L'article L 442-6-1 5° du code de commerce, qui instaure la responsabilité de tout producteur commercial, industriel ou personne immatriculée au répertoire des métiers qui romprait brutalement, même partiellement, une relation commerciale établie sans préavis suffisant, prévoit en son dernier alinéa que cette disposition ne fait pas obstacle à la faculté de résiliation sans préavis en cas d'inexécution par l'autre partie de ses obligations ou en cas de force majeure.

Même si la lettre de rupture du 1er juin 2018 ne renferme aucun grief, la société SDN reste recevable, en défense à la demande formée à son encontre, à reprocher à la société Profil des fautes d'une gravité suffisante pour justifier une rupture sans préavis.

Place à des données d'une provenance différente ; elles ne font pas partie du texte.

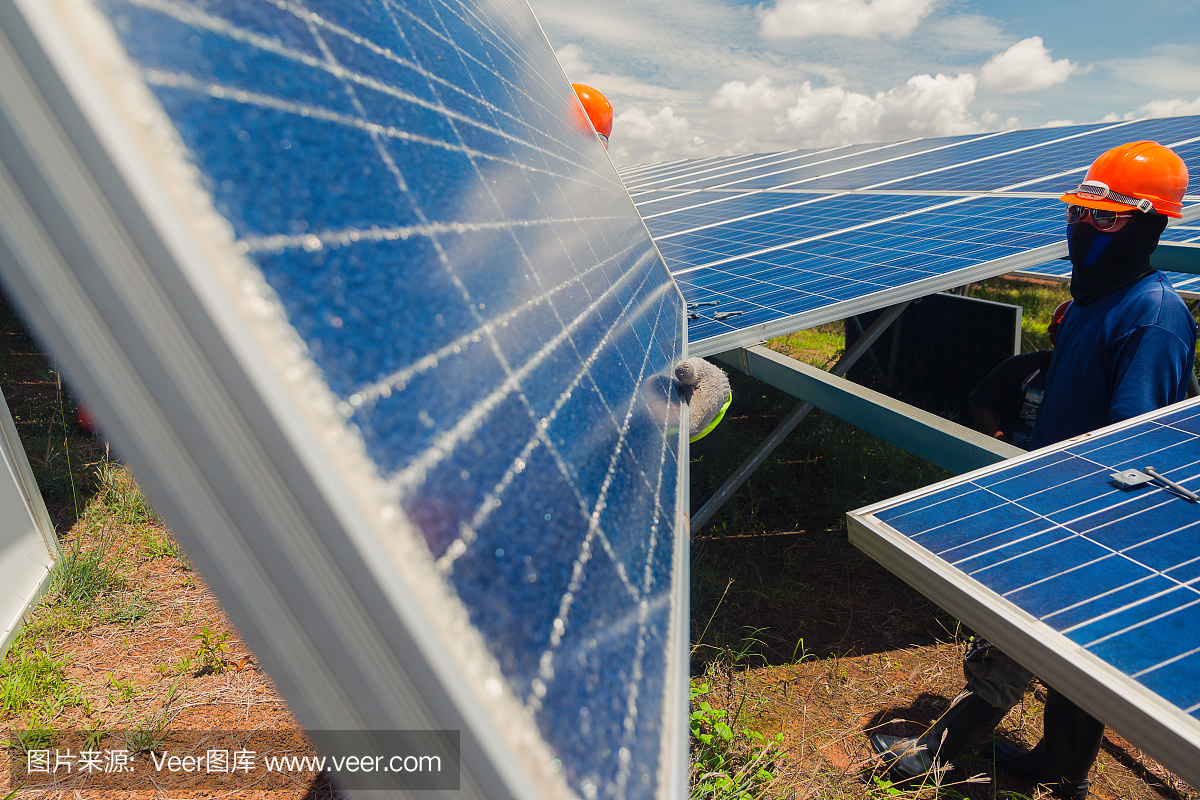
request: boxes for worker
[967,300,1070,450]
[571,83,612,150]
[871,142,1196,800]
[676,357,733,441]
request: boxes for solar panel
[676,197,1066,355]
[848,399,1200,784]
[0,0,688,799]
[0,395,59,658]
[630,116,1200,355]
[1020,224,1200,300]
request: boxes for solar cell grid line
[626,145,811,193]
[622,154,757,192]
[624,143,899,188]
[676,197,1066,355]
[630,145,852,194]
[0,0,688,798]
[1021,137,1200,195]
[642,192,836,237]
[870,116,1200,191]
[671,196,976,276]
[777,125,1113,191]
[847,398,1200,783]
[647,194,942,273]
[712,131,1010,191]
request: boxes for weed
[96,593,154,627]
[192,625,229,675]
[13,714,59,753]
[0,637,82,714]
[108,673,138,703]
[125,678,184,753]
[50,527,125,610]
[142,528,192,570]
[83,459,158,527]
[690,682,784,800]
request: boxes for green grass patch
[0,636,83,716]
[49,527,125,610]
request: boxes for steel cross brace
[691,302,1025,534]
[691,300,912,534]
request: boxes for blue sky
[530,0,1200,166]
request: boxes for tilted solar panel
[676,196,1066,355]
[848,399,1200,784]
[0,0,688,799]
[1020,224,1200,300]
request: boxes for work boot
[871,690,1009,783]
[992,686,1104,800]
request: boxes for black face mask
[1067,212,1166,306]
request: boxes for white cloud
[712,73,983,150]
[554,44,592,83]
[979,36,1084,94]
[608,106,712,164]
[758,0,934,38]
[1100,97,1200,122]
[1103,44,1200,96]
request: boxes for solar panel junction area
[0,0,688,800]
[848,399,1200,784]
[620,116,1200,355]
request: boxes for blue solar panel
[676,196,1062,354]
[634,116,1200,353]
[625,150,806,194]
[630,144,887,192]
[647,194,944,272]
[851,401,1200,781]
[2,0,686,798]
[886,116,1200,192]
[1020,136,1200,196]
[1020,224,1200,299]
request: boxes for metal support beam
[1150,241,1200,275]
[691,300,912,535]
[720,347,1025,474]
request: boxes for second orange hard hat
[1060,142,1188,217]
[571,83,612,148]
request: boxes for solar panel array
[620,116,1200,355]
[850,399,1200,784]
[1021,223,1200,300]
[0,0,688,800]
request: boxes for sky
[529,0,1200,166]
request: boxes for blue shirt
[1030,272,1196,449]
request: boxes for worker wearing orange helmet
[1030,142,1196,447]
[571,83,612,150]
[871,142,1196,800]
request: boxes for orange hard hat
[1058,142,1188,217]
[571,83,612,148]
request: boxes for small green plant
[142,529,192,570]
[50,527,125,609]
[125,678,184,753]
[108,673,139,703]
[96,593,154,627]
[0,637,82,714]
[83,458,158,525]
[690,682,784,800]
[13,714,59,753]
[192,625,229,675]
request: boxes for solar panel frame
[847,398,1200,784]
[0,0,688,798]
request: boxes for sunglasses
[1067,205,1133,230]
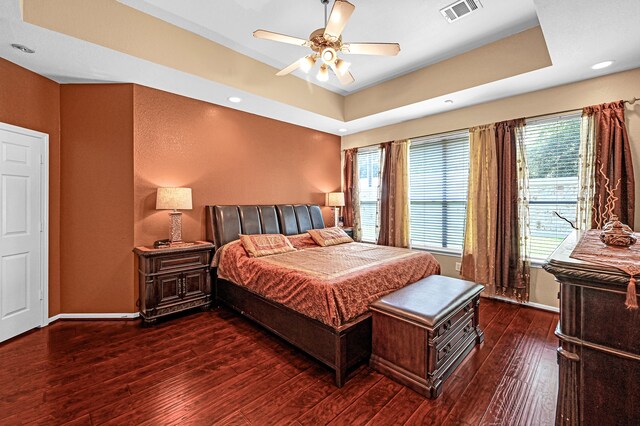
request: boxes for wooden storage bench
[370,275,484,398]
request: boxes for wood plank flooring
[0,299,558,426]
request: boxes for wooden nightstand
[133,241,213,324]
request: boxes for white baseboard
[482,294,560,314]
[49,312,140,324]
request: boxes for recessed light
[591,61,613,70]
[11,43,36,53]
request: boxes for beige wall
[342,68,640,307]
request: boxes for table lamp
[327,192,344,226]
[156,188,193,244]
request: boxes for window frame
[408,129,471,256]
[522,110,582,266]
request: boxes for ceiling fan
[253,0,400,85]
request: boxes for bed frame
[205,204,371,387]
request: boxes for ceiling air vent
[440,0,482,22]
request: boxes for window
[358,148,380,242]
[524,114,580,260]
[409,130,469,253]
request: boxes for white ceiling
[118,0,538,94]
[0,0,640,134]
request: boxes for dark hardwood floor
[0,299,558,425]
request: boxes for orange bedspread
[214,234,440,327]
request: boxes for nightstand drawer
[133,241,213,324]
[153,252,209,272]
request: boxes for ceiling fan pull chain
[320,0,329,28]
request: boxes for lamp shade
[327,192,344,207]
[156,188,193,210]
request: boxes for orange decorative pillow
[240,234,296,257]
[308,228,353,247]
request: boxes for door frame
[0,122,49,327]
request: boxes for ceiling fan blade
[329,62,356,86]
[324,0,356,40]
[341,43,400,56]
[253,30,309,46]
[276,59,300,77]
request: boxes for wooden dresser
[133,241,213,324]
[544,232,640,426]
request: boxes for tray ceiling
[119,0,538,94]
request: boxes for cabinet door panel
[183,269,207,297]
[155,274,182,306]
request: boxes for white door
[0,125,46,342]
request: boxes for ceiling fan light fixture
[322,47,338,64]
[316,64,329,81]
[336,58,351,75]
[300,55,316,73]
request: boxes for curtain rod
[340,96,640,152]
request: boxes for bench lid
[371,275,484,328]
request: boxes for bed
[206,205,439,387]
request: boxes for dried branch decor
[593,164,620,229]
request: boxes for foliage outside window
[524,114,580,261]
[409,130,469,253]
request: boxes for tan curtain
[378,139,410,247]
[342,148,358,227]
[345,149,362,241]
[460,124,498,287]
[576,112,596,231]
[495,119,530,302]
[582,101,635,228]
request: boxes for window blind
[358,148,380,242]
[524,113,580,260]
[409,130,469,253]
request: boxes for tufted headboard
[205,204,325,250]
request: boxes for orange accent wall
[0,58,60,316]
[134,85,340,250]
[60,84,135,313]
[61,84,340,312]
[0,58,340,316]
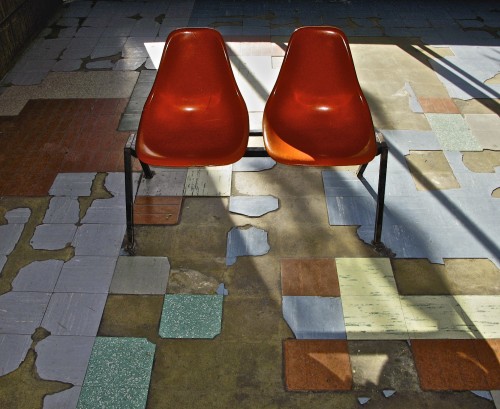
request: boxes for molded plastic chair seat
[136,28,249,167]
[263,27,377,166]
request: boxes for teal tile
[425,114,482,151]
[77,386,148,409]
[160,294,224,339]
[83,337,155,393]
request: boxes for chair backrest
[263,26,376,166]
[136,28,249,166]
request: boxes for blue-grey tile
[110,256,170,294]
[12,260,64,292]
[283,296,346,339]
[0,334,32,376]
[226,226,270,266]
[41,293,107,337]
[0,292,51,335]
[30,224,77,250]
[35,335,95,386]
[73,224,126,257]
[54,256,116,294]
[229,196,279,217]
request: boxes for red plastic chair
[263,27,387,245]
[125,28,249,248]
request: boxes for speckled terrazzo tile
[30,224,77,250]
[226,226,270,266]
[43,197,80,224]
[35,335,95,386]
[401,296,479,339]
[12,260,64,292]
[160,294,224,339]
[0,292,51,335]
[342,296,408,340]
[54,256,116,294]
[425,113,481,151]
[184,165,232,196]
[229,196,279,217]
[0,334,32,376]
[282,296,346,339]
[83,337,156,391]
[335,258,398,296]
[73,224,126,257]
[137,167,188,196]
[43,386,82,409]
[110,256,170,294]
[49,173,96,198]
[41,293,107,337]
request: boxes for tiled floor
[0,0,500,409]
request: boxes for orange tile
[283,339,352,391]
[281,258,340,297]
[412,339,499,390]
[418,98,460,114]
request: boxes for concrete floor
[0,0,500,409]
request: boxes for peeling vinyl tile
[0,334,32,376]
[43,196,80,224]
[160,294,224,339]
[283,296,346,339]
[41,293,107,337]
[30,224,77,250]
[229,196,279,217]
[184,165,232,196]
[335,258,398,297]
[226,226,270,266]
[49,173,96,197]
[0,292,51,335]
[425,113,482,151]
[137,167,188,196]
[110,256,170,294]
[12,260,64,292]
[342,296,408,340]
[43,386,82,409]
[73,224,126,257]
[35,335,95,386]
[54,256,116,294]
[233,158,276,172]
[401,296,479,339]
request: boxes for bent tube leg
[373,142,389,245]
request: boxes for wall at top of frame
[0,0,63,79]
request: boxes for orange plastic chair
[124,28,249,249]
[263,27,387,245]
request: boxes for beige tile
[401,296,479,339]
[342,296,408,340]
[184,165,232,196]
[336,258,398,296]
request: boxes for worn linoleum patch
[282,296,346,339]
[77,337,156,409]
[160,294,224,339]
[283,339,352,391]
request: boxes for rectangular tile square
[160,294,224,339]
[336,258,398,296]
[283,339,352,391]
[342,295,408,340]
[281,258,340,297]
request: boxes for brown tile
[134,196,182,225]
[281,258,340,297]
[412,339,492,390]
[418,98,460,114]
[283,339,352,391]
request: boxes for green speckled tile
[160,294,224,339]
[425,114,482,151]
[83,337,156,391]
[77,386,148,409]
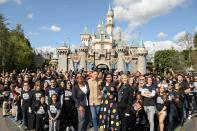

La société SDN invoque de graves dysfonctionnement et des failles répétées dans l'exécution des prestations incombant à la société Profil; cette dernière ne conteste en aucune façon les pièces produites par la société SDN et la matérialité des faits qui y sont relatés; il en ressort, notamment :

- que par lettre recommandée avec AR du 27 février 2018, la société SDN a reproché au dirigeant de la société Profil, M. [L], de ne plus être détenteur de carte professionnelle depuis 2014 et, néanmoins, de continuer à exercer au poste de télésurveillance et d'intervenir de nuit lors de déclenchement d'alarme,

- que le 9 septembre 2009, la préfecture du Pas de Calais avait délivré à M. [L] une carte professionnelle dont la validité expirait le 8 septembre 2014, l'autorisant à exercer l'activité de surveillance humaine ou par des systèmes électroniques de sécurité ou gardiennage,

- qu'à la date du 26 février 2018, M. [L] n'était pas titulaire de cette carte,

- que par lettre recommandée avec AR du 28 février 2018, la société SDN a encore reproché à la société Profil, ce jour, de n'avoir pas pourvu le poste au PC sécurité, d'avoir transmis au responsable de la sécurité du magasin un dossier de candidature d'un vigile non conforme aux prescriptions demandées et d'avoir avoué ne plus être en mesure d'assurer

sa mission dans le respect des dispositions réglementaires et aux conditions attendues d'une véritable société de sécurité,

- que par lettre recommandée avec AR du 9 mars 2018, la société SDN a de nouveau dénoncé à la société Profil d'autres manquements professionnels, en particulier le fait que l'un de ses agents avait menacé le responsable de la sécurité du magasin et le fait de diriger son personnel au mépris de la réglementation du code du travail (travail sans interruption ni pause de M. [H] de 9 h à 20 h les 26 février, 27 février et 8 mars 2018),

- que par lettre recommandée avec AR du 13 mars 2018, la société SDN a reproché à la société Profil d'avoir, le 10 mars 2018, fait appel à un vigile pour compléter l'effectif en place, sans l'avertir que ce nouvel arrivant était un auto-entrepreneur.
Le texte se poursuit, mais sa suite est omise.